Siri, Google Assistant, and other competitors step their game up
Apple and Google have not yet said whether they would consider a similar partnership. But when two of your biggest competitors team up, you’ve got to respond in some fashion.
Everyone who likes voice-powered AI assistants should be excited to see how Alexa and Cortana’s rivals respond, not just those available today but also those to come. Facebook, for example, is reportedly working on a smart speaker and video chat device that may rival Amazon’s Echo Show.
“It’s all good news for end-users because it shows how the giants of Intelligent Assistance will continue to up the ante when defining the capabilities of popular assistants.

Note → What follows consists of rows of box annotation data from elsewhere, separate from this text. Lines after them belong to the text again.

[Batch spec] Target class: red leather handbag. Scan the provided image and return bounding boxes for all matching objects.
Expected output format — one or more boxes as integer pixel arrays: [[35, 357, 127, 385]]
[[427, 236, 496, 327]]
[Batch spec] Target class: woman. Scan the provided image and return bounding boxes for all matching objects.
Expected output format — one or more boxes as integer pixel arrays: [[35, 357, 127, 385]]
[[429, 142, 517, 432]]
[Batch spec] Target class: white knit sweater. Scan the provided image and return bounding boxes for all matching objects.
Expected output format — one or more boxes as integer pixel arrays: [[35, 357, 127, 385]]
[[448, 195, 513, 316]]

Amazon and Microsoft contend directly with Google, Apple, Facebook, and Samsung, and each of them has the wherewithal to fund continuous improvement,” wrote Dan Miller of Opus Research, a conversational commerce and AI assistant analysis firm. “A precedent has been set for individuals to pick their preferred interface without limiting their access to the wide world of information, services, and social graphs that are vital to their lives.”

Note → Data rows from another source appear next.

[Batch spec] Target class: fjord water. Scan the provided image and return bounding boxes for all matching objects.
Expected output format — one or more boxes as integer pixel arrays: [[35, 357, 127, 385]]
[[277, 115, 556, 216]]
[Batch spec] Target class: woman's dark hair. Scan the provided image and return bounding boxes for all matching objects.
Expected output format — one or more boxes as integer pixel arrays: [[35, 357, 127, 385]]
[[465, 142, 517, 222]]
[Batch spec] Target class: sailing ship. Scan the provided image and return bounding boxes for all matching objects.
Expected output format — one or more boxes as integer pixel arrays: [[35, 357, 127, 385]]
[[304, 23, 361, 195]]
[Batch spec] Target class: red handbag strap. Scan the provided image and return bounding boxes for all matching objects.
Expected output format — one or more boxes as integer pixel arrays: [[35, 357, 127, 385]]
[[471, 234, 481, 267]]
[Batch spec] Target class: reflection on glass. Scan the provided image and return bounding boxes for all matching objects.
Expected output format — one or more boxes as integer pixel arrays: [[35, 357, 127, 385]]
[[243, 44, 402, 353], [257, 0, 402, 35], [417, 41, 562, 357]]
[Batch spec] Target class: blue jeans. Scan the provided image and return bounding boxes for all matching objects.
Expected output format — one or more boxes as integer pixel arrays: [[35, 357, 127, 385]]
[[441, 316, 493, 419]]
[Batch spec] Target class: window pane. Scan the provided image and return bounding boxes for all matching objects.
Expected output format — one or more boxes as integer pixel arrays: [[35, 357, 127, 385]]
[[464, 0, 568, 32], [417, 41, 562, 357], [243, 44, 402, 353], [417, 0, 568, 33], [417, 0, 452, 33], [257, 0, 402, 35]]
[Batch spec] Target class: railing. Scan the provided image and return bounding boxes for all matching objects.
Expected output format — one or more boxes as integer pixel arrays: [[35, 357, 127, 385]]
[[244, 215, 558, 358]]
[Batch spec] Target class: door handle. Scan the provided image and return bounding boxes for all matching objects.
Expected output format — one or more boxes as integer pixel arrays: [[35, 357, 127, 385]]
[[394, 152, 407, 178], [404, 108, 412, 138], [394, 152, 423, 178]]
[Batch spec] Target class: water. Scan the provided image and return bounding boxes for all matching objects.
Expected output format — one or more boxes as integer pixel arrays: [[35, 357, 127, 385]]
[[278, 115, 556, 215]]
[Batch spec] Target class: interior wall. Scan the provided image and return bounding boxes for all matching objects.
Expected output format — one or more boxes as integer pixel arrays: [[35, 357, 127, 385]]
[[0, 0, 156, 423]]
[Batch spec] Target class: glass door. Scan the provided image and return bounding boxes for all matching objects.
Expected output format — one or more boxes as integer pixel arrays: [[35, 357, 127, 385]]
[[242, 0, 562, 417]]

Potentially limits the possibility that both companies will branch out
Does making a partnership like the kind Microsoft did today limit or increase the potential that Microsoft will sign deals with companies like Walmart, as Google Assistant did a few weeks ago? We don’t yet know to what extent this partnership will shape the business dealings of either company.
Stifle the growth of the Cortana third-party skills ecosystem for Microsoft
Amazon has a big head start on Microsoft when it comes to voice apps, now counting more than 18,000. Microsoft, on the other hand, has released no official stats on the growth of Cortana’s third-party ecosystem. Why bother with Cortana skills if there’s so much more available in the Alexa Skills Store?

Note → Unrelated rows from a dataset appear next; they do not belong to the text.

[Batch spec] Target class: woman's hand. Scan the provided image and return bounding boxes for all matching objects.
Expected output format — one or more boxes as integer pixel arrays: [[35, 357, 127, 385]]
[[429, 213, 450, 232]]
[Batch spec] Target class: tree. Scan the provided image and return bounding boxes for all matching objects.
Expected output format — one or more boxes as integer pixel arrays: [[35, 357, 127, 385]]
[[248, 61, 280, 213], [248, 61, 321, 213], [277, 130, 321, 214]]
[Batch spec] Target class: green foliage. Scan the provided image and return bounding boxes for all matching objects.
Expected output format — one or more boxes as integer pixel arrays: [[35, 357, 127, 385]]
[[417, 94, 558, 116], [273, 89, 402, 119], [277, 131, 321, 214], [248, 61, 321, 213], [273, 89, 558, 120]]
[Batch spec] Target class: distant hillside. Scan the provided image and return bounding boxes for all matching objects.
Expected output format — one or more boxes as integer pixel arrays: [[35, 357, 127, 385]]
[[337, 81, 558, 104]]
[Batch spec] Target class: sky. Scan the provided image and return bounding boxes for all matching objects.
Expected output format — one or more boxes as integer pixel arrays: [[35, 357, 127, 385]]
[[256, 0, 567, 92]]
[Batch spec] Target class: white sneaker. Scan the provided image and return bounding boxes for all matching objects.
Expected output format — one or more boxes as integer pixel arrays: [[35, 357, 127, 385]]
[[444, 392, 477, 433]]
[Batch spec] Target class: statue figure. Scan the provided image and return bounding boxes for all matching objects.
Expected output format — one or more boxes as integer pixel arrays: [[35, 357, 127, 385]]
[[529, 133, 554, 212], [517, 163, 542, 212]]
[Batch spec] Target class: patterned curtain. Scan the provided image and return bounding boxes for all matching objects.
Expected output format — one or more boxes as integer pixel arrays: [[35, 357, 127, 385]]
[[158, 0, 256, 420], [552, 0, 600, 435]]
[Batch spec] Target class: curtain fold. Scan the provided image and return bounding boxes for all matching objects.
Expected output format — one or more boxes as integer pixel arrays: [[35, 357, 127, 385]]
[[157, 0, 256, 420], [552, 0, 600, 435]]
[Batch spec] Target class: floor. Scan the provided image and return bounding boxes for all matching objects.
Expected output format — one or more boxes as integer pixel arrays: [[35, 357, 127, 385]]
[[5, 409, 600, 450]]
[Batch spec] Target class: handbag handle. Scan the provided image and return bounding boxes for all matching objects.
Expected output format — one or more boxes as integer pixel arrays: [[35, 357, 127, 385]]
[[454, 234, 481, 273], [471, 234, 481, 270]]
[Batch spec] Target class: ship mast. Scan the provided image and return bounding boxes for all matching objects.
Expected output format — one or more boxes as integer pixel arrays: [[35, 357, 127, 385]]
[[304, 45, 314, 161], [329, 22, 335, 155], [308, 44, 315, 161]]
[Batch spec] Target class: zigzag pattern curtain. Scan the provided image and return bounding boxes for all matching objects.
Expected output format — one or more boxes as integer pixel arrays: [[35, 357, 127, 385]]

Not a risk so much as a result. The Harman Kardon Invoke smart speaker was slated to be the first with Cortana inside. It may technically be the first out since Harman’s speaker is expected to arrive in the coming weeks and the Alexa-Microsoft partnership may not begin until the end of the year, but the news today ensures that anyone who was considering the purchase of an Invoke smart speaker would just buy an Echo device instead. Consumers’ motivation to buy any Cortana-powered smart speaker could be forfeited with this deal.
Bad pet names
Depending on who you are, you may think of this as a good or bad thing. I’m going to go with bad. Like JLo and Ben Affleck became Bennifer and Brad Pitt and Angelina Jolie were referred to as Brangelina, AI assistants can get bad pet names, too. The partnership news was only a few hours old before MSPowerUser began referring to the pair as AlexTana. Of course, it’s not the end of the world if your device gets a silly pet name like a celebrity power couple, but Alexa and Cortana are as much a marketing tactic for tech companies and their proprietary services as they are personal assistants. Muddying the waters around that name probably isn’t what either of these companies wants.
This partnership seems rather unique, at once a call to bring AI assistants together, an endorsement for specialization, and a challenge to Google and Apple by two companies that missed the mobile revolution. Cortana and Alexa apps are available on iOS and Android phones, but the idea of interoperability between AI assistants at this scale is new. Not enough is known yet about how or even if this partnership will extend beyond guest access, but however it turns out, it’s a pact that will almost certainly change the way we think about what an AI assistant can do.